Casino.org points out that U.S.-based casino companies saw their stocks fall yesterday as a result of the trade war. Specifically, those casino operators with properties in Macau suffered, with Las Vegas Sands dropping 4.5%, MGM Resorts dropping 2.5% and Wynn Resorts falling more than 7% in afternoon trading on Monday. By the time the markets closed, they were down 4.13%, 2.48% and 8.6%, respectively.
Their Asian subsidiary also dropped. Sands China fell 3.19%, MGM China lost 8.88% and Wynn Macau is trying to recover from a 6.92% deficit. Other Macau operators, such as Melco Resorts, Galaxy Entertainment and SJM Holdings, also lost between 4.5% and 6.3%.
The Chinese yuan is at its lowest point in over a decade, a result of what President Trump calls currency manipulation on the part of the country’s leaders. The drop occurred after Trump announced he was considering a new round of tariffs on approximately $300 billion in Chinese imported products, and the reduced value allows China’s merchants to offer more attractive prices on a global level.
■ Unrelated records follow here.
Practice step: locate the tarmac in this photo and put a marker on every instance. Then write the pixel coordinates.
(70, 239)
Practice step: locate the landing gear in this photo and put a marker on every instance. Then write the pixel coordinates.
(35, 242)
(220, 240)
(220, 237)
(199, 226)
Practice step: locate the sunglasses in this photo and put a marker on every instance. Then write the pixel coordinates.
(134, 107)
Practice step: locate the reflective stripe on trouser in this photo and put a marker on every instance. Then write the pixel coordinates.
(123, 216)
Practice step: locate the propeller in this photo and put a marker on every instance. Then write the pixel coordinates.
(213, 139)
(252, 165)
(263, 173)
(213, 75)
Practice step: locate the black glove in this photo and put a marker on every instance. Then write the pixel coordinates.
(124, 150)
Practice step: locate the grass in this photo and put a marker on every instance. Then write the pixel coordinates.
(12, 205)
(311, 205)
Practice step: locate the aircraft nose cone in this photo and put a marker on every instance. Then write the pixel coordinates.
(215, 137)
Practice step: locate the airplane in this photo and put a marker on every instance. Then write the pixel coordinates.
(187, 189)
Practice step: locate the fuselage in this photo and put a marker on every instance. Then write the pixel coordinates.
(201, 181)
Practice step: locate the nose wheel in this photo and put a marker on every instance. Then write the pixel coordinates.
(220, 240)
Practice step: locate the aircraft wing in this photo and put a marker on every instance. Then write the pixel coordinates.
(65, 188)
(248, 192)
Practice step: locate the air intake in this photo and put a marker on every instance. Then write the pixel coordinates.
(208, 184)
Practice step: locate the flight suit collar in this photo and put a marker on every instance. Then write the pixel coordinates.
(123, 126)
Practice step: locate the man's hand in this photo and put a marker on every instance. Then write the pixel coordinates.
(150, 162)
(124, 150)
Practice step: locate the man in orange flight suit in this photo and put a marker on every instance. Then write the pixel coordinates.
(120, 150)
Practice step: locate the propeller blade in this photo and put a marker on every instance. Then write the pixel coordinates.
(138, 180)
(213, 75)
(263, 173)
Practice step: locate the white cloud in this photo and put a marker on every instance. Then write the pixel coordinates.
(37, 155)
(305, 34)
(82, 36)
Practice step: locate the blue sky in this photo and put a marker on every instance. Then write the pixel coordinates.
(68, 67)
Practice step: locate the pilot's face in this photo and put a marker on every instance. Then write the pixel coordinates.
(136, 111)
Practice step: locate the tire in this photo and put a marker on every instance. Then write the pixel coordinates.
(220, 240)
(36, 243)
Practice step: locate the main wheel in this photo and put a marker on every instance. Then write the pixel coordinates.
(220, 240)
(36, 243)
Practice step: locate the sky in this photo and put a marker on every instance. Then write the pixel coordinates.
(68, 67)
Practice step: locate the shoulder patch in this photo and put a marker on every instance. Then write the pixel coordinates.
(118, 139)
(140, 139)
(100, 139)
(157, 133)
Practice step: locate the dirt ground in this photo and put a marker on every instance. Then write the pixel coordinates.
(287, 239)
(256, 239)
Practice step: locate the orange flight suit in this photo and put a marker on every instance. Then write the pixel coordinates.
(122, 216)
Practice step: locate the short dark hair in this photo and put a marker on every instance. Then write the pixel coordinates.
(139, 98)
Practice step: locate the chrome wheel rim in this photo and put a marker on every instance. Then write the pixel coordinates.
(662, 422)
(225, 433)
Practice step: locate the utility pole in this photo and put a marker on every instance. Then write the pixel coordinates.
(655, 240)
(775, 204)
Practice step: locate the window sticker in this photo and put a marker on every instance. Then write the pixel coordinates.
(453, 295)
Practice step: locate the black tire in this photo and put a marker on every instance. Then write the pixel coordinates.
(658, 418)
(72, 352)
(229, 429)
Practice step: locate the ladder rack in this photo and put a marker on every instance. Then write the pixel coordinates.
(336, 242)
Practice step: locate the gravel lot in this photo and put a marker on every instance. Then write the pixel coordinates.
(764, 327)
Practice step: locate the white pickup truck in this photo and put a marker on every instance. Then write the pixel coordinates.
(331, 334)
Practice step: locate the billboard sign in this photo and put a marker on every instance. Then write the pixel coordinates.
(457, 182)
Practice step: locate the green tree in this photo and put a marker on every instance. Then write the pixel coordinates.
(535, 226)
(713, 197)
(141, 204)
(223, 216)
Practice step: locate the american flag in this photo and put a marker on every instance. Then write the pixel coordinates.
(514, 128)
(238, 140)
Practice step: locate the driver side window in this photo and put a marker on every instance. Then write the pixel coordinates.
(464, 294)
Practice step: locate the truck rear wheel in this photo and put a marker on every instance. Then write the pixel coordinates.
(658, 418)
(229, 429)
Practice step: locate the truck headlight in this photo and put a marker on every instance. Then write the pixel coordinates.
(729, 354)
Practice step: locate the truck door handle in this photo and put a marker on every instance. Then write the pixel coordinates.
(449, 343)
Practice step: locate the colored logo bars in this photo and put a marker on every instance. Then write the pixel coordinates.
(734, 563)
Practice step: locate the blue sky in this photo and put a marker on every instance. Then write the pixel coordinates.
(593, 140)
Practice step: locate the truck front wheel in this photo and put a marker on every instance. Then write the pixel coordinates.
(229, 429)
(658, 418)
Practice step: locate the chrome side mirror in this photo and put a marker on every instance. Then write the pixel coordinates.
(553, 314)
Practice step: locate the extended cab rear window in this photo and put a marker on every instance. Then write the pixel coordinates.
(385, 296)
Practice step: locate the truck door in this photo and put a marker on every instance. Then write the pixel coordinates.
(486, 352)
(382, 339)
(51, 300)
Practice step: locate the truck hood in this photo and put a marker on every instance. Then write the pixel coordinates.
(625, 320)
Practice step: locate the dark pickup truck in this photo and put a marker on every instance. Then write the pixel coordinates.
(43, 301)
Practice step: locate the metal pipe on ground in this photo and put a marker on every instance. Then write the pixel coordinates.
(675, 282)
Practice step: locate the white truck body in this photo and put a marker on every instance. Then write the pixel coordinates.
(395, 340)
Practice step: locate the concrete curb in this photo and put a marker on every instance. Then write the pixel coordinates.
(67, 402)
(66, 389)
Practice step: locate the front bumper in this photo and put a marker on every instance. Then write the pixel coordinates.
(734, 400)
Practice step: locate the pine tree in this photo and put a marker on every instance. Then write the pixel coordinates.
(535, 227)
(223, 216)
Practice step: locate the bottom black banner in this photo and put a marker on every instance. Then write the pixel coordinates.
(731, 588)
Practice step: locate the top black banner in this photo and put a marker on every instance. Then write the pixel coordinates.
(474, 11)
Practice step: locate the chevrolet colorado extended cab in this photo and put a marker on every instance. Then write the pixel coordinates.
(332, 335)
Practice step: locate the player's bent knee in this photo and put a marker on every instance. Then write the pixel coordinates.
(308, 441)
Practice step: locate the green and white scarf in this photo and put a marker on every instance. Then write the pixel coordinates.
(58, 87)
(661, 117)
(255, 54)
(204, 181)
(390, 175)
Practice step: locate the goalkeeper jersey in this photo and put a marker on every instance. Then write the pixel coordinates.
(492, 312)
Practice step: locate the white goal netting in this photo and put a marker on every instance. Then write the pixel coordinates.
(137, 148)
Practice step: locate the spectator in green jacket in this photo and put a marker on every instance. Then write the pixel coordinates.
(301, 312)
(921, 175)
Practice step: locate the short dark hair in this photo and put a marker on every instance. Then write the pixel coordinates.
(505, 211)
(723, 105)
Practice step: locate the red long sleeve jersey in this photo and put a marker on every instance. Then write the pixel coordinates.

Trump states, “China is intent on continuing to receive the hundreds of billions of dollars they have been taking from the U.S. with unfair trade practices and currency manipulation. So one-sided, it should have been stopped many years ago!”
The dollar is now worth seven yuan, which has caused all markets to begin to crawl, but at least one analyst is remaining optimistic. The co-founder of DataTrek Research, Nick Colas, told Yahoo Finance that the drop could be a good thing, explaining, “It could be good for U.S. stocks in two ways. First, yields will decline, as global investors seek out safe-haven assets like Treasuries. That helps valuations. Second, it accelerates the move out of global equities (especially emerging markets) and into U.S. stocks.”
For his part, the governor of China’s central bank, Yi Gang, refutes the claim that the country is trying to manipulate its currency. He issued a statement asserting, “China will abide by the spirit of the G20 leaders’ summit on the exchange rate issue, adhere to the market-determined exchange rate system, not engage in competitive devaluation, and not use the exchange rate for competitive purposes and not use the exchange rate as a tool to deal with external disturbances such as trade disputes.”
This assertion doesn’t change the fact that the global economy has received a blow. The Dow Jones Industrial Average, the Nikkei Index, the German DAX, the UK’s FTSE 100, South Korea’s Kospi and France’s CAC 40, among others, are all down after the latest in the ongoing dispute.